In the final course (M308) we assigned a grade value of 1.0 to a grade of Q,
while in the initial course we multiplied the grade point ratio of
the students passed on by the retention rate (those completing the course
divided by those officially registered).
The possible effect of Qdrops on the evaluation scores themselves was not
taken into consideration.
The results are shown in Figure 8 which uses the actual grade point averages
for the initial course and in Figure 9 where the gpa has been
modified by the described process.
The average Qdrop rates for the three feeder courses is not the same;
3.9% for M151, 4.3% for M152 and 9.0% for M251.
As one can see, this modification for Qdrops makes some
change in the in correlation index, but the overall picture is very similar.
This is not to say that Qdrops should also play a small
part in other correlations, and in particular, not for the case
of an individual instructor.
For example, when the data used to construct figure 6
was run to include Qdrops as a nonsuccess factor
very little difference was found for most instructors.
This is consistent with the low rate of Qdrop in the second course (M152).
However, a few instructors had their success rate drop by 50%,
an indication of a possible problem.
An objection to using student performance in downstream courses
as a mechanism for evaluating teaching effectiveness
is that in longer chain sequences the instructor of the first course
may be expected to have a lesser effect on the performance
of his or her students on the final class in the sequence
due to the influence of the intermediary instructors.
More importantly, this may be difficult to quantify
with the available amount of information.
There is some evidence of such a difference from the data contained
in figures 8 and 9.
Another objection to this method of evaluation
is the possibility that only serious students willingly take courses from the
``hard'' instructors and so this faculty group start out with an
unrepresentative sample.
If this is in fact the case then it would indeed be difficult to compensate
for the skewed sample.
However, even with full information students are rarely
able to plan their schedules to take every section of choice,
and it is unlikely that this effect is any greater than that attributable
to the time the class meets.
However, the assumption that all sections of a course being compared
have very similar students profiles as regards ability and motivation
is critical to the analysis of this section.

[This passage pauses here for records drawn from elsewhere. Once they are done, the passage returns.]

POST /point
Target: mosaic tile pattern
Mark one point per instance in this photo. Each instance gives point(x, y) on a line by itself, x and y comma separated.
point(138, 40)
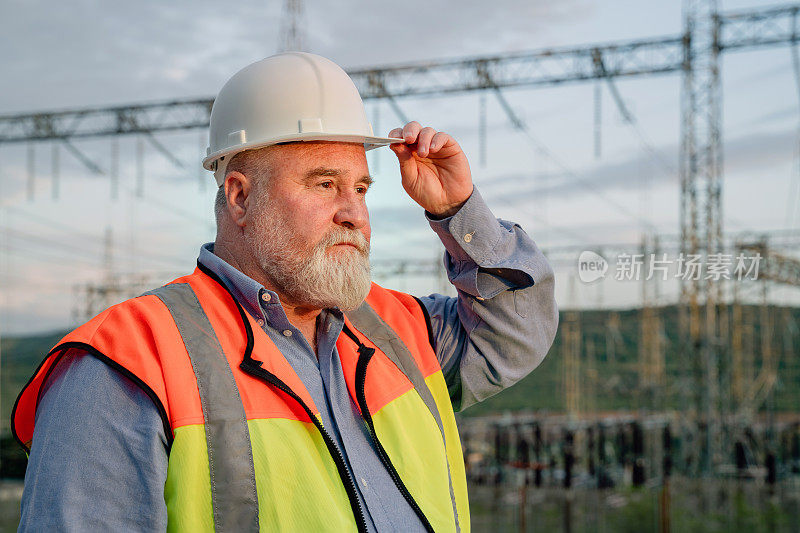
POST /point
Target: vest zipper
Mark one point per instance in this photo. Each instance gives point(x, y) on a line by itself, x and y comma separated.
point(365, 354)
point(252, 367)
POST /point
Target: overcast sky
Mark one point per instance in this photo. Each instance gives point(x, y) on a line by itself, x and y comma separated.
point(62, 55)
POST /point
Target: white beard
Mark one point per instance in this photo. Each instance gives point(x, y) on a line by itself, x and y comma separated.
point(313, 277)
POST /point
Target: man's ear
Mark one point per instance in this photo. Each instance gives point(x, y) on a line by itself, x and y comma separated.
point(237, 193)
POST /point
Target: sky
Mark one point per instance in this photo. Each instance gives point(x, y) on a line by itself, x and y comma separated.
point(89, 53)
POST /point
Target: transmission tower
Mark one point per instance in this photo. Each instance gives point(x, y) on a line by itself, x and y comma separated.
point(292, 24)
point(701, 217)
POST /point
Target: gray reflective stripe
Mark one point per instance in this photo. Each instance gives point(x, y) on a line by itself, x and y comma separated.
point(230, 456)
point(368, 322)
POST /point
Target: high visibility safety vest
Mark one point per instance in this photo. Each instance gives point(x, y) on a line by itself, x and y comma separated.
point(247, 447)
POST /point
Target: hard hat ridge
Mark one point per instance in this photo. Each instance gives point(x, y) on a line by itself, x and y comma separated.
point(293, 96)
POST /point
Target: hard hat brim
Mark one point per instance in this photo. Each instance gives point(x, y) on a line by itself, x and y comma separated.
point(369, 142)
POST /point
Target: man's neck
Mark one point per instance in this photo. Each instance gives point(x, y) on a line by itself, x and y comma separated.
point(303, 318)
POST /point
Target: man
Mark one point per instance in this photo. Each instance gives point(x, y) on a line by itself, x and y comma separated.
point(276, 388)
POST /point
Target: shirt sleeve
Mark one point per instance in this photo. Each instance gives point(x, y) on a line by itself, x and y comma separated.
point(504, 320)
point(98, 460)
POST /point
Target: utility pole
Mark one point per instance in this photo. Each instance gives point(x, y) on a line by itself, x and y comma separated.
point(701, 216)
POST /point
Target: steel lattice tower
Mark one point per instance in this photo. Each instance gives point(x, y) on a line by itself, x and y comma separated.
point(701, 210)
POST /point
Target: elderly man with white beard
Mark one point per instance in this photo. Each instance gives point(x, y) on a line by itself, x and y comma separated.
point(277, 387)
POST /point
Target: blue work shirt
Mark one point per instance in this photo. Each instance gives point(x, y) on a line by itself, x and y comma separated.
point(99, 454)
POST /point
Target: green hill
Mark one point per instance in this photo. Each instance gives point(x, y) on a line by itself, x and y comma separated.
point(608, 376)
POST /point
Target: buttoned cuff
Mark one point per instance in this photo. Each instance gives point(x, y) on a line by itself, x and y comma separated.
point(485, 255)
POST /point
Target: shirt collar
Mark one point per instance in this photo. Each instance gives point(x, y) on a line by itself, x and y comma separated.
point(244, 288)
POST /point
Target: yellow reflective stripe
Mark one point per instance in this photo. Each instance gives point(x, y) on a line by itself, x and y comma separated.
point(411, 438)
point(298, 484)
point(455, 456)
point(187, 490)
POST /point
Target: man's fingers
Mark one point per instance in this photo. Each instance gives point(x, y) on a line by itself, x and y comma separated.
point(438, 141)
point(424, 141)
point(410, 131)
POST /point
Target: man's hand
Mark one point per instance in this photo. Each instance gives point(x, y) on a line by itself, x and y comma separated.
point(434, 169)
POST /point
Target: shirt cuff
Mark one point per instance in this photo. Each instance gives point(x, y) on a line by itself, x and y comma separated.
point(485, 255)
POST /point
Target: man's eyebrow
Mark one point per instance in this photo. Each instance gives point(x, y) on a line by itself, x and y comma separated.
point(333, 172)
point(322, 171)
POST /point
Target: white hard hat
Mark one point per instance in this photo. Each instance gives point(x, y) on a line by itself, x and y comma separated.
point(294, 96)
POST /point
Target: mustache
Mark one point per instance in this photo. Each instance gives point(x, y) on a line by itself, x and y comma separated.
point(345, 236)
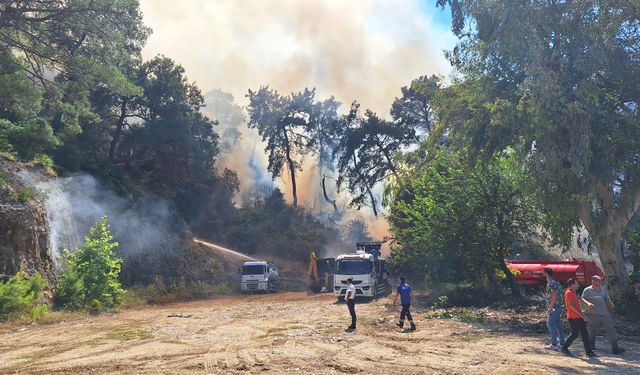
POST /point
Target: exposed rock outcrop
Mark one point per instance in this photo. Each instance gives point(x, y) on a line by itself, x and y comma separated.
point(24, 228)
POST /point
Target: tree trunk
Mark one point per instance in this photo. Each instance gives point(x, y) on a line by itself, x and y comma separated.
point(607, 236)
point(118, 133)
point(292, 168)
point(387, 157)
point(364, 181)
point(609, 243)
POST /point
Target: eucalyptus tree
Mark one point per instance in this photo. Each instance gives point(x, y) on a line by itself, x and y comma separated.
point(560, 79)
point(284, 124)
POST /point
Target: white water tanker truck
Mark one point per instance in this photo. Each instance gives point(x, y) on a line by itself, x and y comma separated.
point(370, 274)
point(259, 276)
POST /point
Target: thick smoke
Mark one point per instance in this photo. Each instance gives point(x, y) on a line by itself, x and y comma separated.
point(355, 50)
point(142, 227)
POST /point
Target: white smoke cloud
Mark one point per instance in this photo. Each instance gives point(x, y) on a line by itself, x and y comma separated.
point(363, 50)
point(356, 50)
point(145, 226)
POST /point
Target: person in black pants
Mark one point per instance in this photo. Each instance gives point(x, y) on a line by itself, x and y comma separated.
point(577, 320)
point(350, 298)
point(405, 293)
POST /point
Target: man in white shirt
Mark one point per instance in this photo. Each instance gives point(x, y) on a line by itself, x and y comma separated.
point(350, 298)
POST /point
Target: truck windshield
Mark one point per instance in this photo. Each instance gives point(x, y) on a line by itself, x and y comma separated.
point(353, 267)
point(253, 270)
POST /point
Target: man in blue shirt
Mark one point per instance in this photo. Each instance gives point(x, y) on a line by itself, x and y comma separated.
point(554, 310)
point(404, 291)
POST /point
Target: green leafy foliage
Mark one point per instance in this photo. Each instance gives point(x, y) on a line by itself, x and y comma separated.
point(556, 80)
point(22, 297)
point(270, 226)
point(90, 279)
point(456, 222)
point(21, 196)
point(285, 124)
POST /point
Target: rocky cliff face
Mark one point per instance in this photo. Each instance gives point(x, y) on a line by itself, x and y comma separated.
point(24, 229)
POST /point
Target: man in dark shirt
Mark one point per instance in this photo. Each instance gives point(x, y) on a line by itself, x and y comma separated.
point(404, 291)
point(350, 298)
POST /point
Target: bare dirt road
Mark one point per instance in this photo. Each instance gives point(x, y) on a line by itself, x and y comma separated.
point(291, 333)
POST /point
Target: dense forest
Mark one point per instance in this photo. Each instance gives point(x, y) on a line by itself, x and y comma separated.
point(537, 131)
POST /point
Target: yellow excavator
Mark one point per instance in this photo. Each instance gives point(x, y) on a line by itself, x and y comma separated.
point(320, 273)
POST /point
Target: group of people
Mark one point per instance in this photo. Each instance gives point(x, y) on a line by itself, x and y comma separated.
point(589, 323)
point(403, 291)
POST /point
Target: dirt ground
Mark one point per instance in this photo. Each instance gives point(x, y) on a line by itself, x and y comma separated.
point(293, 333)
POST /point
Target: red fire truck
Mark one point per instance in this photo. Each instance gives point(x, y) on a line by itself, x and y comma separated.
point(529, 272)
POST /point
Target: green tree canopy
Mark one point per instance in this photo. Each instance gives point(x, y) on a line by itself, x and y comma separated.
point(458, 222)
point(558, 79)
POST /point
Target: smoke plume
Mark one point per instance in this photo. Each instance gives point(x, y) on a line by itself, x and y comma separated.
point(145, 226)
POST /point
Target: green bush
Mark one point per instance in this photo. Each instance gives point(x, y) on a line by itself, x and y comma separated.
point(44, 160)
point(22, 298)
point(3, 180)
point(90, 278)
point(464, 315)
point(21, 196)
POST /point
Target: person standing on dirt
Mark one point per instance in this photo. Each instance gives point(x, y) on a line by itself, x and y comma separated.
point(554, 310)
point(576, 318)
point(599, 311)
point(350, 298)
point(406, 295)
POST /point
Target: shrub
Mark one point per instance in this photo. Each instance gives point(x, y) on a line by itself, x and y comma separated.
point(21, 196)
point(90, 279)
point(464, 315)
point(44, 160)
point(3, 180)
point(22, 297)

One facet of this particular issue will be studied in the next chapter.
The results indicate that the assumption is in fact open to serious
question.
The limited nature of this study must be understood.
Only four semesters of information was available and only a relatively
small number (40%) of the faculty participated in the this calculus sequence
Yet there was considerable consistency in many respects.
Instructors who appeared in more than one graph
tended to have very similar carryon success rates.
However, it must be noted that
this rate, being a single number, cannot be expected to capture many of
the nuances of a complex process and most of the modifications suggested
as being relevant for the average student evaluation index are applicable
here also.
If this carryon success rate is a valid measure then there must be
legitimate concern with the
use of student evaluations as a primary source of teaching effectiveness.
Do all sections have similar student profiles?
This assumption is implicit in any comparisons that might be made
between different sections of a given course.
It is particularly important to be able to make such an assumption in the
study of success rate in downstream courses, or if it is invalid, to
find a means of compensating for the effect.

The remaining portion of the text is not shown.